Révolutionnons notre approche en conservation des espèces

En réaction aux très inquiétants déclins d’espèces, les organisations en conservation et les parlementaires fédéraux de toutes allégeances politiques ont demandé au gouvernement du Canada de mettre la nature en priorité dans son prochain budget, en allouant un minimum de 1,4 milliards de dollars pour la protection des habitats.
L’ARGENT NE SUFFIT PAS
S’il est urgent d’investir dans la nature, la façon de dépenser cet argent est aussi importante que le montant prévu au le budget, en cours de finalisation et qui sera dévoilé en mars par le ministre des Finances Bill Morneau.
Dépensé intelligemment, ce nouveau financement a le potentiel de réellement avantager notre nature, pour nos habitats et espèces les plus vulnérables. En plus de contribuer au renversement du déclin des espèces, une initiative fédérale bien exécutée peut favoriser la réconciliation en appliquant les savoirs traditionnels, et en permettant aux communautés autochtones d’identifier les aires naturelles importantes et de les gérer.
La nature canadienne ne peut être à nouveau laissée pour contre par le gouvernement.

Petit caribou (Rangifer tarandus) pâturant à l’embouchure de la rivière Firth, parc national Ivvavik, Yukon, Canada.

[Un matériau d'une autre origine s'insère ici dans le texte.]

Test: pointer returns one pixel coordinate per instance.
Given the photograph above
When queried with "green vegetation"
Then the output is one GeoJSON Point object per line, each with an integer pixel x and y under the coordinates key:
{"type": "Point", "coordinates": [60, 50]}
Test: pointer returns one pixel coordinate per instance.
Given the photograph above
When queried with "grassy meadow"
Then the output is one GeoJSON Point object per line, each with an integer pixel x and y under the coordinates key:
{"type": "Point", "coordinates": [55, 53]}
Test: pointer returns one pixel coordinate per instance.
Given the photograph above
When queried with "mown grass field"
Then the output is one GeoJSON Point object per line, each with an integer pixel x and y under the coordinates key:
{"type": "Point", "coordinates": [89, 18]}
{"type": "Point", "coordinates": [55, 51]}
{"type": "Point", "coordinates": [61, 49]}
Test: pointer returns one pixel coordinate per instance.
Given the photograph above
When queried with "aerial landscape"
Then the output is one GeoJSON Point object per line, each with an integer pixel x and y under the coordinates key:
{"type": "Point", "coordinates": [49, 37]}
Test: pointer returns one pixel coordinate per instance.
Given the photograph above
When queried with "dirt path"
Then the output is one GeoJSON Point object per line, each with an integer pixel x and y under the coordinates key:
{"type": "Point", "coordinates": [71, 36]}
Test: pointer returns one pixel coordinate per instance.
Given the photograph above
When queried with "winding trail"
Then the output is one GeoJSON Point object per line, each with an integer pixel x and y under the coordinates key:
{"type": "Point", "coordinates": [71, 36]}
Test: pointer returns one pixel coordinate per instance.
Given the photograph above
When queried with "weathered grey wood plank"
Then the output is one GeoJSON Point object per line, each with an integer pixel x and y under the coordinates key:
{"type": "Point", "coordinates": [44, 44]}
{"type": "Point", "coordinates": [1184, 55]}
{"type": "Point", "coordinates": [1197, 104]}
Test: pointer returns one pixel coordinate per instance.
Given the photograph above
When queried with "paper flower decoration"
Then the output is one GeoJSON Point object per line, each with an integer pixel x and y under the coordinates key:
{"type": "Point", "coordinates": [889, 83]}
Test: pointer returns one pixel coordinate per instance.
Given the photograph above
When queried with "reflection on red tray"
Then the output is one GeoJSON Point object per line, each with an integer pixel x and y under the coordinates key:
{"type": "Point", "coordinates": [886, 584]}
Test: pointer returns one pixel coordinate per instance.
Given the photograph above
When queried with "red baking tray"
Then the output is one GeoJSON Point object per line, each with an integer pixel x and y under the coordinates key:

Selon le Rapport Planète vivante Canada du WWF publié en septembre dernier, 50 % des espèces évaluées au pays sont présentement en situation de déclin. Une autre étude récente du WWF révèle que notre planète est en voie de perdre 67 % de ses populations d’espèces d’ici 2020, à moins que le déclin mondial ne cesse.
BEAUCOUP DE CHEMIN RESTE À FAIRE POUR LA PROTECTION DES HABITATS
Une des meilleures façons de renverser le déclin est la protection des aires qui fournissent aux espèces un habitat leur permettant d’être à l’abri des risques liés au développement. Aujourd’hui, face aux changements climatiques, il existe trois éléments clés pour toute aire protégée valable. Cet habitat doit être :

  1. Essentiel pour le bien-être des espèces;
  2. Suffisamment vaste pour soutenir l’écosystème en entier (plutôt que seulement les habitats les plus essentiels);
  3. Une partie d’un encore plus grand réseau fournissant un territoire, de l’eau douce ou des corridors marins qui permettent aux espèces indigènes du pays de se déplacer en réponse aux changements climatiques.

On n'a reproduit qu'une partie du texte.